I spent years managing compliance programs in pharma. GxP, validation protocols, change control, deviation management, qualified persons, audit trails. I learned one rule that never changes: if it isn't documented, it didn't happen. This principle governs everything from raw material sourcing to drug storage to clinical trial oversight.

Then I started working with organizations on EU AI Act compliance. And I immediately recognized the pattern. The Act doesn't require anything pharma doesn't already do. It's just applying pharma's governance model to AI systems.

This is strategically important. Organizations staffed with pharma veterans—compliance officers, quality managers, project leads—should understand that they already know how to run AI governance. They don't need to learn a new discipline. They need to translate existing skills.

Documentation Is Not Optional

In pharma, documentation is the evidence. If a batch of medication was manufactured properly, you know because the batch record documents every step. If a process change was evaluated for impact, you know because the risk assessment is documented. If a supplier was qualified, you know because the qualification report exists. The principle is simple and unforgiving: if something important happened, it must be documented, or it is assumed not to have happened.

Article 11 of the EU AI Act requires extensive technical documentation of high-risk AI systems. What does the system do? What data was it trained on? How was it tested? What risks were identified? How are those risks mitigated? Article 12 requires automatic logging of system decisions. These requirements mirror pharma's batch records and deviation logs. They're the audit trail that proves the system operated as intended.

Organizations with pharma background understand this instinctively. Documentation is not bureaucratic overhead. It's evidence. It's the proof that governance happened. Pharma teams will naturally build documentation into system design because they've learned that doing it later is infinitely more expensive.

Validation Is Continuous, Not One-Time

Pharma does not validate a process once and declare it safe forever. Validation is continuous. You establish the process design qualification, then you prove it works through process performance qualification, and then you monitor performance continuously through the lifecycle. If performance changes, you investigate. If parameters drift, you escalate.

Article 9 of the EU AI Act requires continuous risk management. The system must be monitored for performance degradation, bias emergence, and shifting outcomes. When risk changes, the organization must respond. This is not a one-time audit. It's ongoing surveillance of system behavior against defined thresholds.

Pharma people understand this. They know that monitoring data from day 100 of operation tells you different things than monitoring data from day 1. They know that assumptions that held initially may not hold over time. They know that governance is not an event, it's a process.

Change Control Is Not Optional

In pharma, you cannot modify a manufacturing process without documenting why, analyzing impact, getting approval, and maintaining records. A change to raw material suppliers, production equipment, staffing levels, or environmental controls all trigger change control. You assess risk, implement controls, verify effectiveness.
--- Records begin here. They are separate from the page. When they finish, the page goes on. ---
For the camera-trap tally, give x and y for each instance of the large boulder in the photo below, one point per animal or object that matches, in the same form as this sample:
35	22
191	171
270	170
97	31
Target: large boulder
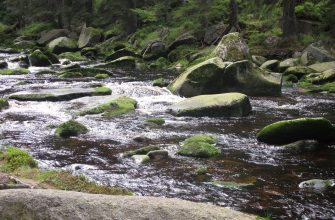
89	37
38	58
215	76
220	105
51	35
62	44
289	131
232	48
120	53
315	53
67	205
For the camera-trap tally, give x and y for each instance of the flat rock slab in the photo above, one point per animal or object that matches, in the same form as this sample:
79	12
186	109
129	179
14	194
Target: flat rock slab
219	105
54	204
55	95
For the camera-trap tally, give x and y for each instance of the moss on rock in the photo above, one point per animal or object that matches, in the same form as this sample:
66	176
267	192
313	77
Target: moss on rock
289	131
113	108
73	56
19	71
70	128
141	151
199	146
15	158
38	58
3	104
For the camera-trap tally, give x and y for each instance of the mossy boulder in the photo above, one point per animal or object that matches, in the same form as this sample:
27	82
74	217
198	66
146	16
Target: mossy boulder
3	104
214	76
320	78
289	131
126	62
155	121
102	76
158	155
73	56
232	48
19	71
15	158
88	72
199	146
71	75
62	44
113	108
161	82
220	105
3	64
258	60
89	36
285	64
141	151
70	128
321	67
299	71
120	53
271	65
55	95
140	159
Article 6 of the EU AI Act applies similar logic to AI systems. Substantial modifications to a system trigger re-assessment. If you update the training data, change the model architecture, adjust decision thresholds, or expand the use case, this is a substantial modification. The organization must reassess risk and ensure continued compliance. The rationale for this decision must be documented.
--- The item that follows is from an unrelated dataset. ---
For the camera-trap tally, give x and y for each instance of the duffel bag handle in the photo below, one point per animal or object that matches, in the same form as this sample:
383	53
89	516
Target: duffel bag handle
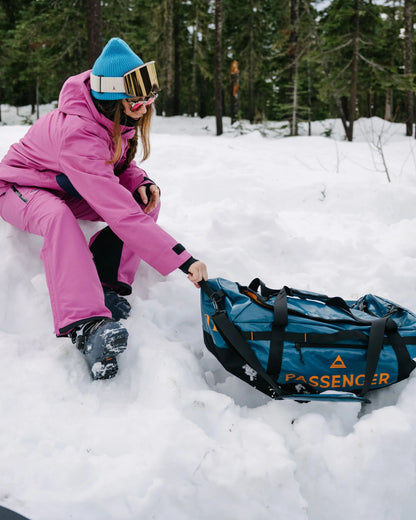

Pharma teams already know that changes seem small until they aren't. A single new supplier sometimes introduces unexpected variability. A tweak to process parameters sometimes creates cascade effects. Pharma governance around change control exists because organizations learned that documentation and impact assessment prevent disasters.

Human Oversight Is Embedded, Not Rubber-Stamped

Pharma uses qualified persons—individuals with specific technical knowledge and authority—to oversee critical decisions. A qualified person does not review documents after the fact. They have embedded decision authority. They can halt a process if they determine something is unsafe. Their oversight is active, not passive.
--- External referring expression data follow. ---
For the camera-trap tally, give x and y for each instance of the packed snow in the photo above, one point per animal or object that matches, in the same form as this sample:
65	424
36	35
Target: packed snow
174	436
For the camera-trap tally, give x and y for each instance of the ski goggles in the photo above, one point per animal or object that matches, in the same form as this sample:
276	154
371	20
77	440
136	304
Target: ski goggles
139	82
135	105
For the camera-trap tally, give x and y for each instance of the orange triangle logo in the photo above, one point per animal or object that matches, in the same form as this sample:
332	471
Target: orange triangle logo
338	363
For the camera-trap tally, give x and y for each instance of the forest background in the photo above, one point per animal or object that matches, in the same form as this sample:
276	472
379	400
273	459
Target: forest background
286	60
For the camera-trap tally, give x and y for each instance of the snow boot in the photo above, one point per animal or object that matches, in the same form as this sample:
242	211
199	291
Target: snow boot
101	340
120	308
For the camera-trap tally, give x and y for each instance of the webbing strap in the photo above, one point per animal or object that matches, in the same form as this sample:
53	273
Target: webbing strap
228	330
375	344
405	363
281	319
Article 14 of the EU AI Act requires human oversight for high-risk systems. This does not mean humans reviewing outputs after the system acts. It means humans with sufficient training and authority to understand the system, monitor its behavior, and intervene when something seems wrong. This is the qualified person model applied to AI.

Pharma teams understand that human oversight requires people with real authority, not committee signatures. Oversight requires expertise, not just hierarchy. And oversight requires the ability to stop a process, not just to observe it.

The Strategic Implication

Organizations that hire pharma compliance professionals to lead AI governance have a significant advantage. These people speak the language of documented evidence, continuous monitoring, and embedded oversight. They understand that governance enables quality, not restricts it. They know that shortcuts in documentation create risks later. They understand the difference between compliance theater and actual controls.

Organizations starting AI governance from scratch, without pharma expertise, must learn these principles through trial and error. Organizations with pharma veterans can shortcut that learning. The principles are already known. The discipline is already internalized. The frameworks already exist. They just need to be translated from pharmaceutical processes to AI systems.

If you're building an AI governance program, hire someone who's managed compliance in pharma. They don't need to learn governance. They need to apply what they already know to a new domain. That acceleration is worth far more than the cost of the hire.